Results: The study suggests that the ingestion of the pre-exercise GT supplement (caffeine, creatine, BCAAs, whey protein, cordyceps sinensis, citrulline and rhodiola) taken prior to high-intensity interval training for three weeks can significantly improve critical volume and total training volume when compared to the placebo group. Furthermore, it suggests that the supplement may be helpful in maintaining lean mass during intense training periods. However, which ingredient led to the results is unclear: “It is likely that the combination of relatively low doses of several ingredients may be responsible for the increases in aerobic performance, training volume and the maintenance of lean mass.”

What it could mean for your training: drinking coffee pre-race may be a good idea after all! The study suggests that a creatine supplement, when combined with caffeine, can have a potent effect on performance, and as an added bonus, may help maintain lean body mass.

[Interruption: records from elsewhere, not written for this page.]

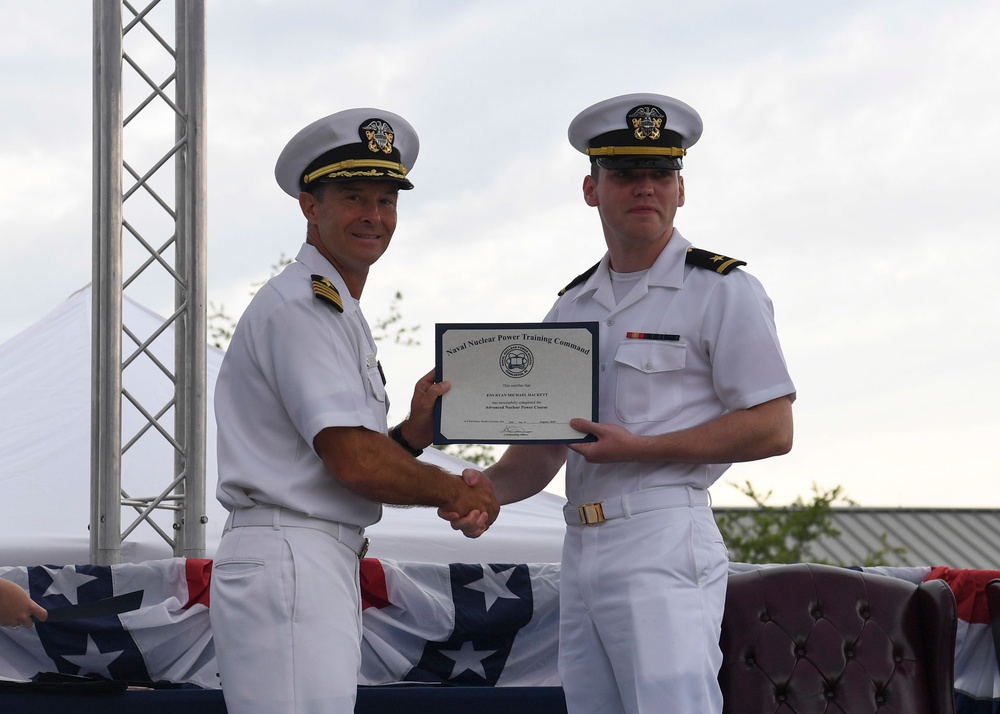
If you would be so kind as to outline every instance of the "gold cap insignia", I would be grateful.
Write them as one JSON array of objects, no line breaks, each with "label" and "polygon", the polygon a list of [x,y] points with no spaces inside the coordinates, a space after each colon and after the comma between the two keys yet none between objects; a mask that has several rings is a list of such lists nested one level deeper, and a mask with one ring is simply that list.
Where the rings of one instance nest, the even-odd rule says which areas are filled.
[{"label": "gold cap insignia", "polygon": [[392,140],[395,132],[389,126],[389,122],[381,119],[371,119],[367,124],[363,124],[359,130],[368,142],[368,150],[372,153],[391,154]]},{"label": "gold cap insignia", "polygon": [[660,129],[667,121],[667,115],[663,113],[663,110],[653,106],[636,107],[628,113],[628,118],[632,123],[635,138],[639,141],[659,139]]}]

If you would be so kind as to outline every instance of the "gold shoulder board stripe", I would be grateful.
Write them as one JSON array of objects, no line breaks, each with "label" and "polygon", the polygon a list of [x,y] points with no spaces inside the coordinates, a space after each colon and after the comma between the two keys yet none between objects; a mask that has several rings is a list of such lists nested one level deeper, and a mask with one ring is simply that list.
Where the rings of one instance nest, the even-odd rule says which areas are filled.
[{"label": "gold shoulder board stripe", "polygon": [[584,273],[580,273],[580,274],[579,274],[579,275],[577,275],[577,276],[576,276],[575,278],[573,278],[573,280],[572,280],[572,281],[570,282],[570,284],[569,284],[569,285],[567,285],[566,287],[564,287],[564,288],[563,288],[562,290],[560,290],[560,291],[559,291],[559,296],[560,296],[560,297],[562,297],[563,295],[565,295],[565,294],[566,294],[566,292],[567,292],[568,290],[572,290],[572,289],[573,289],[573,288],[575,288],[575,287],[576,287],[577,285],[579,285],[579,284],[580,284],[580,283],[582,283],[582,282],[583,282],[584,280],[586,280],[586,279],[587,279],[587,278],[589,278],[589,277],[590,277],[591,275],[593,275],[593,274],[594,274],[595,272],[597,272],[597,266],[598,266],[598,265],[600,265],[600,264],[601,264],[601,262],[600,262],[600,261],[598,261],[598,262],[594,263],[594,264],[593,264],[593,265],[592,265],[592,266],[591,266],[590,268],[588,268],[588,269],[587,269],[587,271],[586,271],[586,272],[584,272]]},{"label": "gold shoulder board stripe", "polygon": [[737,260],[718,253],[712,253],[700,248],[688,248],[686,261],[688,265],[698,268],[713,270],[720,275],[727,275],[741,265],[746,265],[745,260]]},{"label": "gold shoulder board stripe", "polygon": [[313,292],[316,293],[316,297],[323,302],[333,305],[337,312],[344,311],[344,301],[340,299],[340,291],[337,290],[337,287],[333,283],[322,275],[312,276],[312,282]]}]

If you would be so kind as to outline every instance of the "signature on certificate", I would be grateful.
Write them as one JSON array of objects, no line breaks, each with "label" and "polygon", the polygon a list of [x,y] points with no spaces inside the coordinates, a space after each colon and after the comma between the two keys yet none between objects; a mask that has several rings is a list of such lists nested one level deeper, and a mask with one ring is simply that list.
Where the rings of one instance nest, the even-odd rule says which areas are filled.
[{"label": "signature on certificate", "polygon": [[529,429],[525,429],[523,426],[517,426],[516,424],[508,424],[503,428],[504,434],[530,434]]}]

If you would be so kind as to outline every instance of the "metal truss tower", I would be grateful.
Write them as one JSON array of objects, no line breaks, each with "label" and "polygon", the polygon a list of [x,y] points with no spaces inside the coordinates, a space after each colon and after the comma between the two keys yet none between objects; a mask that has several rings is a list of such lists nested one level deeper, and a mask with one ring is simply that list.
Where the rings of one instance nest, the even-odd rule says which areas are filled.
[{"label": "metal truss tower", "polygon": [[[167,5],[94,0],[90,557],[100,565],[121,562],[139,528],[177,557],[205,555],[205,4]],[[123,324],[133,291],[164,302],[172,292],[152,334]],[[166,403],[127,388],[138,361],[172,382]],[[135,493],[122,464],[146,439],[169,444],[174,477]]]}]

Study #6: Effect of 28 days of creatine ingestion on muscle metabolism and performance of a simulated cycling road race, from the Journal of the International Society of Sports Nutrition
Why this matters for cyclists: Will creatine help you in a sprint finish? This study looked at 12 endurance trained cyclists over the course of a month as they took creatine supplements and did two hour efforts with ten second sprints every 15 minutes.

Results: According to the study, “although creatine supplementation may increase resting muscle total creatine, muscle creatine phosphate, and plasma volume, and may lead to a reduction in oxygen consumption during submaximal exercise, creatine supplementation does not improve sprint performance at the end of endurance cycling exercise.”

What it could mean for your training: Don’t count on creatine supplements to save you in a sprint!